The rate and pattern of the emitted responses of an animal in an environment in which no special consequences are being provided for any response defines the operant-level of those responses. Operant-level recordings will provide an important baseline against which we shall later compare the effects of providing special consequences for one or a number of the emitted responses.

After the observation period, the following procedure is initiated. Each time the rat presses the lever, a pellet of food is delivered into the tray. As the rat has previously learned to retrieve food pellets and eat them as soon as they are delivered, each lever-pressing response is now immediately followed by the rat eating a food pellet. We have introduced a contingency between the lever-pressing response and the delivery of food pellets. Provided the operant-level of lever-pressing is above zero (that is, lever presses already occur from time to time), this new contingency will produce a number of behavioral changes. Soon the rat is busily engaged in lever pressing and eating pellets. These marked changes in its behavior have occurred in a relatively short period of time. In common parlance, the rat is said to have learned to press the lever to get food. Such a description adds little (except brevity) to the statement that the rat is pressing the lever frequently now and getting food, and this follows a number of occasions on which lever pressing has occurred and been followed by food.

Figure 2.2 Event records, or "time lines", illustrating a contingency between, or independence of, Event A and Event B. An event occurs when the recording line shifts from the lower ("off") position to the upper ("on") position. In an operant conditioning experiment, Event A might be a lever press and Event B might be food delivery.

Figure 2.2 Event records, or "time lines", illustrating a contingency between, or independence of, Event A and Event B. An event occurs when the recording line shifts from the lower ("off") position to the upper ("on") position. In an operant conditioning experiment, Event A might be a lever press and Event B might be food delivery.
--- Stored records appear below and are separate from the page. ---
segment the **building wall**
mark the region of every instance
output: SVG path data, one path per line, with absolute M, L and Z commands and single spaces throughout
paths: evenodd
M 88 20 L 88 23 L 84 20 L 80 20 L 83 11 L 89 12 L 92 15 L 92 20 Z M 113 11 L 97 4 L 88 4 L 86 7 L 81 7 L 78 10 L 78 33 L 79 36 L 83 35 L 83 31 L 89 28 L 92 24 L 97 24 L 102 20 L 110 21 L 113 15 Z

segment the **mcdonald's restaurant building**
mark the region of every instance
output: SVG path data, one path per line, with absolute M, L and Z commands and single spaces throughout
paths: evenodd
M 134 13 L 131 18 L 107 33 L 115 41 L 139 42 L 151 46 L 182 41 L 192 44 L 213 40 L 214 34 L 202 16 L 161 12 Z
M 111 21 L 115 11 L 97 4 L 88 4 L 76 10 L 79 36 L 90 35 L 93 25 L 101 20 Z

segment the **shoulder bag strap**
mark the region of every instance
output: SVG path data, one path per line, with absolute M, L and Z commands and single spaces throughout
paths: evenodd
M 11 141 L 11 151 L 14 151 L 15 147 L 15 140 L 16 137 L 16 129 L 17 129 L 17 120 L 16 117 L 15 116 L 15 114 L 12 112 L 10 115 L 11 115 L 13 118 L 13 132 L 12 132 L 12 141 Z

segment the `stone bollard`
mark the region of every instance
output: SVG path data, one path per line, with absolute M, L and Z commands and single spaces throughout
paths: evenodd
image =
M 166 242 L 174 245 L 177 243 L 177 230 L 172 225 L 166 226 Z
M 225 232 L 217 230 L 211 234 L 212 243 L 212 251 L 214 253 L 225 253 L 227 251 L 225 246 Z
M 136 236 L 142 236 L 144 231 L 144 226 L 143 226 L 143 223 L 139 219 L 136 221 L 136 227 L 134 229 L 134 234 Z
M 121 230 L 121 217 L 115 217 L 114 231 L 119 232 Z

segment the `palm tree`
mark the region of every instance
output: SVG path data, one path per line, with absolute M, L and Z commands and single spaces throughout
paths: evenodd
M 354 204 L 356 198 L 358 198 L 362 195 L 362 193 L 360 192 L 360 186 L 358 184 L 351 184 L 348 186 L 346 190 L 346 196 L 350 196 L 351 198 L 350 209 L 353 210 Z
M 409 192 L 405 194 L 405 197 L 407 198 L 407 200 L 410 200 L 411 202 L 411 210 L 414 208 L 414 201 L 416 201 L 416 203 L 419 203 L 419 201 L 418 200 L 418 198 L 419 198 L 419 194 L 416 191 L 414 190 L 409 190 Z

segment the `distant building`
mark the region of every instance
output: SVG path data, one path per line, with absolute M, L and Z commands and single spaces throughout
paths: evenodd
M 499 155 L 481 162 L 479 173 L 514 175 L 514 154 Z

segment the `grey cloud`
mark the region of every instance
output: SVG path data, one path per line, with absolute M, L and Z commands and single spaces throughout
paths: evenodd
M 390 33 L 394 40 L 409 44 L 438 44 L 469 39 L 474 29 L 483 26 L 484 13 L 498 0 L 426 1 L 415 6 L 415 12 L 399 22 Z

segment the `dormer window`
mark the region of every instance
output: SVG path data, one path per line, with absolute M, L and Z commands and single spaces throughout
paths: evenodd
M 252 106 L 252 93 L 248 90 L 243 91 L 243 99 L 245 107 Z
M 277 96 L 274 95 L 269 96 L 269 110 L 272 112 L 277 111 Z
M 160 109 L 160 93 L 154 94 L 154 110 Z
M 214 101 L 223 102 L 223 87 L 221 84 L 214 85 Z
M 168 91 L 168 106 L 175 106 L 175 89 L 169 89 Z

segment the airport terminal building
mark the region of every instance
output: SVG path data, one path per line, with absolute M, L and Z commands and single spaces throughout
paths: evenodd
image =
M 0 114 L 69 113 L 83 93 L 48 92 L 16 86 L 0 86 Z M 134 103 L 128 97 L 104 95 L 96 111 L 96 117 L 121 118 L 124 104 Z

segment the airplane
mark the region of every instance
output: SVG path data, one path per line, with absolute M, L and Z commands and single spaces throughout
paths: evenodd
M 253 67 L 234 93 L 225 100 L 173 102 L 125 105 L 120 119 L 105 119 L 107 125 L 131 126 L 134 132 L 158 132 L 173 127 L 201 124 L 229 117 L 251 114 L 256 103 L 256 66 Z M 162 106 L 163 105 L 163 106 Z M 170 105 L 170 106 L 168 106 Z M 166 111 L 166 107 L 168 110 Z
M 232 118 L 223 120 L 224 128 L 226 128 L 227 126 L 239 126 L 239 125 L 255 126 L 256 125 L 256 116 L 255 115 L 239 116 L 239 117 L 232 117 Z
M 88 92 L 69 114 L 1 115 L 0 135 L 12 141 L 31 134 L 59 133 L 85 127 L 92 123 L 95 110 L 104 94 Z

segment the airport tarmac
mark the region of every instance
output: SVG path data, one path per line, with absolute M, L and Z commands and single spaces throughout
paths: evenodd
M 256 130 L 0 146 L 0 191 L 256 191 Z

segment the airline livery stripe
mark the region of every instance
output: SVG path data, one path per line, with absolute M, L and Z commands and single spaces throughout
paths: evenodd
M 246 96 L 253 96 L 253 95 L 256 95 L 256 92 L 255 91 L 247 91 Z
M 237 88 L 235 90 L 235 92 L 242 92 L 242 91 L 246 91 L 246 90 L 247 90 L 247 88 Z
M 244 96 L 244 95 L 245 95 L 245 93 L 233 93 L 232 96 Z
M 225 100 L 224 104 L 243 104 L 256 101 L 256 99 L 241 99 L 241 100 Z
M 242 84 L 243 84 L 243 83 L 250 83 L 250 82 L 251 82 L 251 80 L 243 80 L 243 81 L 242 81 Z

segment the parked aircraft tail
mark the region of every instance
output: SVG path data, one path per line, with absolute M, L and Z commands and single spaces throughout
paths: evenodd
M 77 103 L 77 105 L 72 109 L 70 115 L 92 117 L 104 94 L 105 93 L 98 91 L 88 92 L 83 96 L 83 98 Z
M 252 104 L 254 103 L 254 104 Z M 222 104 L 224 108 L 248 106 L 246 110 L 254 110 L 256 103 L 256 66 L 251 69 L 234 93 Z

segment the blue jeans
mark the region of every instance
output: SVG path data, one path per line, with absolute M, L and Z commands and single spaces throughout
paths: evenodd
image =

The experiment we have described is an instance of the prototype experiments on operant behavior carried out by B. F. Skinner in the 1930s. The most striking change in behavior that occurs when food is presented to a hungry rat as a consequence of lever pressing is that lever pressing dramatically increases in rate. This is an example of operant conditioning, because the increase in rate is a result of the contingency between the lever-pressing response and the food. If there is a contingency between two events, A and B, this means that B will occur if, and only if, A occurs. We say that B is dependent upon A, or that A predicts B, because when A occurs, B occurs; but if A does not occur, B will not occur. Sequences of events in which B is contingent upon A and when B is independent of A are illustrated in Figure 2.2. In our present example, food (B) is contingent upon lever pressing (A). Another way of saying this is that food (B) is a consequence of lever pressing (A). This is a simple example of a reinforcement contingency, a term which we will use later for more complex examples.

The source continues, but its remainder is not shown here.